Rendimentos do PSEC11 e a migração para crédito
O plano de elevar a exposição a crédito segue em execução. A meta do fundo é concentrar cerca de 50% do portfólio em CRIs diretos. Desde março, o fundo imobiliário PSEC11 reduziu posições em FIIs e liberou aproximadamente R$ 250 milhões em caixa, sendo R$ 41 milhões apenas em junho.
No período, dois movimentos se destacaram. O CRI WTC teve a parcela final vencida e liquidada integralmente, no montante de R$ 64 milhões. Além disso, houve integralização superior a R$ 40 milhões no CRI Dall, operação remunerada a CDI + 4,50% ao ano.
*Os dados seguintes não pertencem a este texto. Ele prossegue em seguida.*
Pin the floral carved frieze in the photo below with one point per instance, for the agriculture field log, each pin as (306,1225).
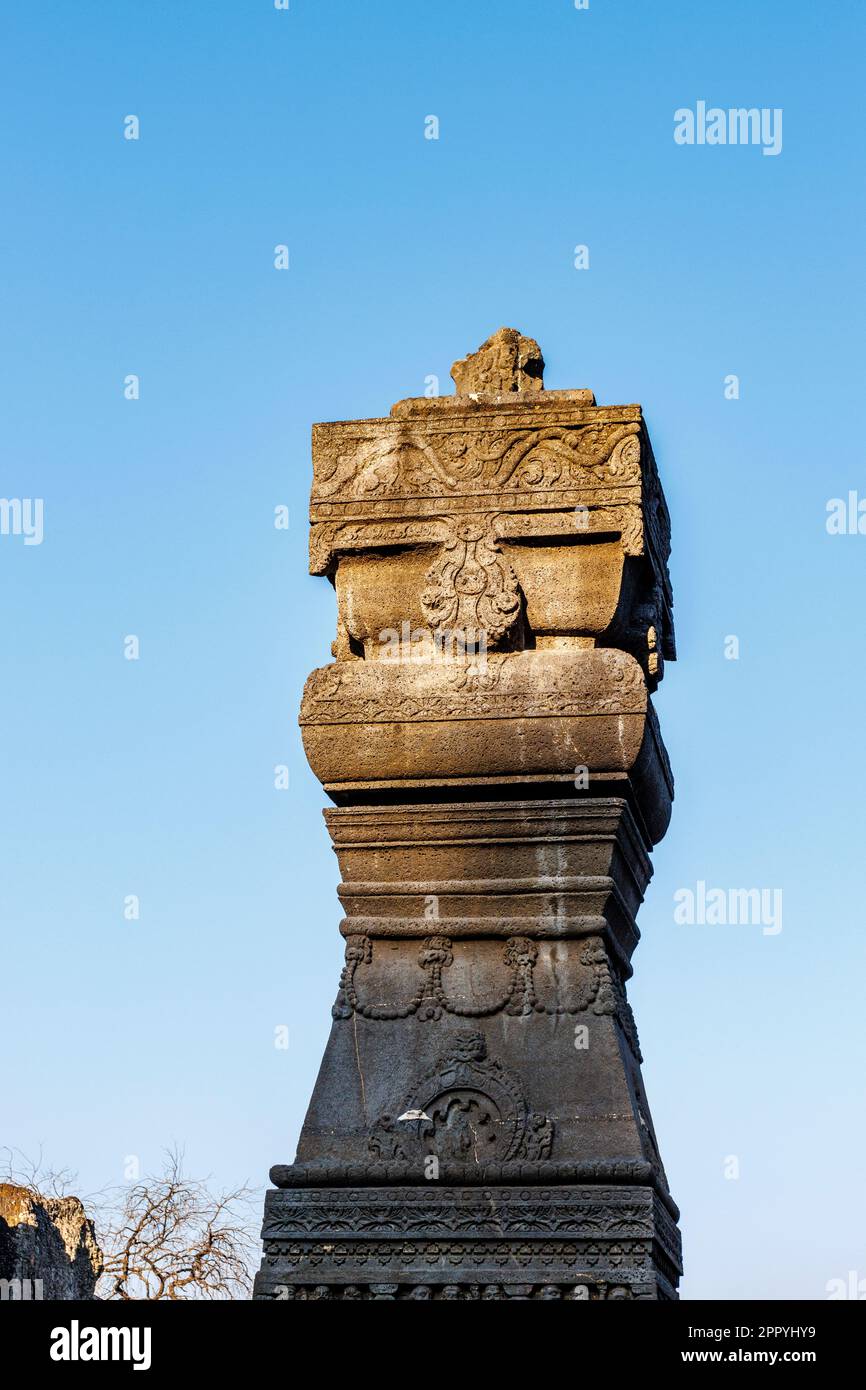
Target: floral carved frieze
(598,988)
(392,460)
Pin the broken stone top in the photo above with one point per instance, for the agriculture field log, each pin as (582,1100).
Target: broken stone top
(505,363)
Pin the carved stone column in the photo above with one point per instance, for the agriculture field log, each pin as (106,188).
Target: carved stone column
(478,1127)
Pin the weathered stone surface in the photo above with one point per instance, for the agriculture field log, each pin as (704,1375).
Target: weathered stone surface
(480,1127)
(506,362)
(47,1247)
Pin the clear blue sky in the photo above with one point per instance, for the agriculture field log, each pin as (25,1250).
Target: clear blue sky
(154,777)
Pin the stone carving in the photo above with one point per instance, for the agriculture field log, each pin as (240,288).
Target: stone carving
(459,1293)
(47,1246)
(598,990)
(496,798)
(469,585)
(505,362)
(469,1109)
(466,462)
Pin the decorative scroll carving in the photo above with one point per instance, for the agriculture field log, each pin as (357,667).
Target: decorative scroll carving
(505,685)
(470,587)
(469,1108)
(460,460)
(599,988)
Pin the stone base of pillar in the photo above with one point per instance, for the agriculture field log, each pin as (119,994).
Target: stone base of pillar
(480,1126)
(584,1241)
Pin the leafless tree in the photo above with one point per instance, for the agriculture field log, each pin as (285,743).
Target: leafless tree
(168,1236)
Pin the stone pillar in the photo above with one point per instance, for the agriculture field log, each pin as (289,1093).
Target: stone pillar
(480,1127)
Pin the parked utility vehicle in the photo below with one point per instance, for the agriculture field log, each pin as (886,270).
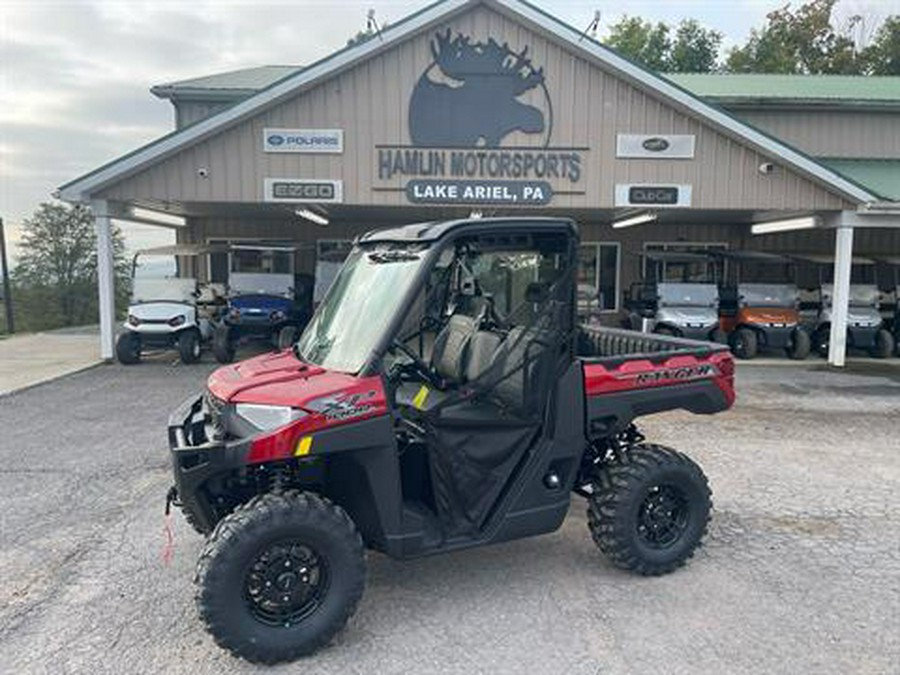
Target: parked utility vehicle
(434,402)
(681,308)
(261,300)
(761,314)
(168,309)
(865,326)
Esse papel está vinculado ao financiamento de empreendimento residencial na Praia Brava, em Santa Catarina, com emissão total de R$ 350 milhões.
Ao fim de junho, cerca de 30% do patrimônio líquido estava alocado em caixa e CRIs diretos. A carteira ainda é majoritariamente composta por FIIs, que representam 70,0% do ativo. Os CRIs somam 20,9%, o que perfaz 90,99% de ativos-alvo.
Por tipo de ativo imobiliário, a composição é de 35% em FIIs líquidos, 35% em FIIs de private placement, 21% em CRIs e 9% em caixa e equivalentes. Na exposição setorial, destacam-se: renda urbana (23,9%), fundos de CRI (23,5%), CRIs diretos (23,0%), lajes corporativas (7,9%), shoppings (5,2%) e logístico (4,0%). Há ainda 10,2% em “outros” e 2,3% em FoF.
A alocação em ativos-alvo encerrou o mês em 91,0%, ante 94,6% em maio. No mercado secundário, a cota recuou 3,2% no mês e acumula -6,5% em 2026, com ganho de 13,5% desde o início. Pela cota patrimonial ajustada, a variação foi de -2,2% no mês e -0,3% no ano.
O patrimônio líquido soma R$ 1.334,1 milhões, ou R$ 72,51 por cota. O valor de mercado está em R$ 1.045,1 milhões, ou R$ 56,80 por cota. Com isso, o FII PSEC11 é negociado a 0,78 vez o patrimônio. A liquidez média diária foi de R$ 2,7 milhões e a base tem 83.271 cotistas.